U.S.-backed Iraqi forces moved closer on Wednesday to a town south of Mosul where aid groups and regional officials say Islamic State has executed dozens of prisoners.
A military statement said that security forces have advanced to the edge of Hammam al-Alil, a thermal water resort, after an elite unit breached the eastern limits of Mosul, the ultra-hard-line group’s last major city stronghold in Iraq.
The battle that started on Oct. 17 with air and ground support from a U.S.-led coalition is shaping up as the largest in Iraq since the U.S.-led invasion of 2003.
Mosul still has a population of 1.5 million people, much more than any of the other cities captured by Islamic State two years ago in Iraq and neighbouring Syria.
The United Nations cited reports on Tuesday that Islamic State, which is also known as ISIL, is attempting to displace Hammam al-Alil’s estimated population of 25,000 for use as human shields and protection against air and artillery strikes.
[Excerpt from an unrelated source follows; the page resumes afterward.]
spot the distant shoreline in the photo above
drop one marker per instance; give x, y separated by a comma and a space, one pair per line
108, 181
“We have grave concerns for the safety of these and the tens of thousands of other civilians who have reportedly been forcibly relocated by ISIL in the past two weeks,” U.N. human rights spokeswoman Ravina Shamdasani said.
“The town, 15 km (9 miles) south of Mosul, had a pre-war population of 65, 000,” a local official said.
Aid organizations, local officials and Mosul residents have cited reports that IS has executed dozens of people in Hammam al-Alil and barracks nearby on suspicion of planning rebellions in and around Mosul to aid the advancing troops.
Abdul Rahman al-Waggaa, a member of the Nineveh provincial council, told reporters last week that most of the victims were former police and army members. The men were shot dead, he said, quoting the testimony of remaining residents of the villages and people displaced from the area.
Security forces advancing north on the western bank of the Tigris River recaptured five villages on Wednesday, the closest of them just 5 km (3 miles) from Hammam al-Alil, according to military statements.
Just across the river from those forces lie the ruins of the ancient Assyrian city of Nimrud, which the Iraqi government says was bulldozed last year as part of Islamic State’s campaign to destroy symbols which the Sunni Muslim zealots consider idolatrous. Army troops heading north on that side of the Tigris have yet to reach the area.